Mais que savons-nous réellement du Japon mis à part quelques faits historiques généralement tragiques ou quelques réussites commerciales remarquables ? Dans cet article, nous allons rencontrer quelques problèmes liés au vieillissement de sa population.
GENERALITES
Les Etats généraux sur la bioéthique ouverts récemment feront une large place à la fin de vie, à l’euthanasie et à l’eugénisme.
Regardons les choses en face : au cours de l’Histoire, la tentation a souvent été forte de se débarrasser des personnes âgées dépendantes comme on dit aujourd’hui. D’autre part, dans une démarche eugéniste, certains ont procédé à l’élimination des tarés, notamment des handicapés mentaux. Ce fut notamment le cas dans les pays scandinaves où plusieurs dizaines de milliers de pauvres gens ont été stérilisés, avortés ou interdits de mariage au cours du XXème siècle. Est-il nécessaire de rappeler que le Troisième Reich a procédé à des centaines de milliers de stérilisations et d’euthanasies.
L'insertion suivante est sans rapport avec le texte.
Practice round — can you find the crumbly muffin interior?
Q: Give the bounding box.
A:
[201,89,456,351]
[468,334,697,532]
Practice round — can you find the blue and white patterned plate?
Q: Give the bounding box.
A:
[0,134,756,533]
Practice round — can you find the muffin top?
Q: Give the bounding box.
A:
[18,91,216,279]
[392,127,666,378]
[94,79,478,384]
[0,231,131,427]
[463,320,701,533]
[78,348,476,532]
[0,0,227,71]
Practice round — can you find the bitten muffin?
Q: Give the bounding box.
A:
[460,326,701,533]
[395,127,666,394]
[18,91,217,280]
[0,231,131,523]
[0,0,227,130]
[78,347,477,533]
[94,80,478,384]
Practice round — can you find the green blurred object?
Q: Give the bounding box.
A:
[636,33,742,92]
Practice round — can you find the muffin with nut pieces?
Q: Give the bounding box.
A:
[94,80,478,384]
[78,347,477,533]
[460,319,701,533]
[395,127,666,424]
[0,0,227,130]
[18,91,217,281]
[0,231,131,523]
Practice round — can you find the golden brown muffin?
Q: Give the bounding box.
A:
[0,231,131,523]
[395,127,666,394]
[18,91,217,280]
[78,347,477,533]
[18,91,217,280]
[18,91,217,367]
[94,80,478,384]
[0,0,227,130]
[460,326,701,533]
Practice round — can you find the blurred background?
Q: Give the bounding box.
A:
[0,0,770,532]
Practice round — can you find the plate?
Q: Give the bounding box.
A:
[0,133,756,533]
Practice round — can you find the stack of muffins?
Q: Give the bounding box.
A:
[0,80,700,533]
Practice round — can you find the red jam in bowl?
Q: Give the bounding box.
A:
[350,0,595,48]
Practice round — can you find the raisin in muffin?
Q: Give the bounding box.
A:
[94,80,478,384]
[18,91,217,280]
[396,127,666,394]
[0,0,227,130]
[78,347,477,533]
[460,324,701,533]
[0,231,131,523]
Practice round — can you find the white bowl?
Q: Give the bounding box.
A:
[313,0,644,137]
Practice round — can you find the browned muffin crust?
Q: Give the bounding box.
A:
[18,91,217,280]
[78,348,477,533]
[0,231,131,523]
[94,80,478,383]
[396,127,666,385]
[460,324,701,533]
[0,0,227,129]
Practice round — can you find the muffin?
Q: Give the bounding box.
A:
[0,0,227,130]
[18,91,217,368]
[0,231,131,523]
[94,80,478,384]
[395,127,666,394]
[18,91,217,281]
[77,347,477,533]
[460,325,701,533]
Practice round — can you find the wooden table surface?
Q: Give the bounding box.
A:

Enfin, quitte à déplaire aux zélateurs de Nietzsche, rappelons que le philosophe n’avait rien contre l’eugénisme...
Vous connaissez peut-être le Tamil Nadu, un état du sud de l’Inde de 72 millions d’habitants dont la capitale est Chennai (ancien Madras). Il est célèbre pour son tourisme médical à la pointe de la médecine. Cependant, les activistes sociaux locaux affirment que le Thalaikoothal y est encore pratiqué chez les plus pauvres de la partie méridionale de l’état. Cette cruelle coutume consiste à se défaire de ses vieux parents économiquement inutiles. La méthode la plus couramment utilisée est de faire boire de l’eau de coco à la vieille personne jusqu’à ce qu’un blocage de des reins accompagné de fièvre l’emporte en deux jours (1).
Pour ce qui est de la France, il faut rappeler Alexis Carel ( 1873 / 1944 ). Ce grand ami de Charles Lindbergh et Prix Nobel 1912 de physiologie ou médecine est notamment connu pour L’homme, cet inconnu, paru en 1935, qui rencontra un succès mondial considérable. Carel s’y montre partisan de l’eugénisme. En France, de nombreuses rues portant son nom ont été débaptisées. En 1996, la fac de médecine de Lyon l’a perdu au profit de celui de Laennec.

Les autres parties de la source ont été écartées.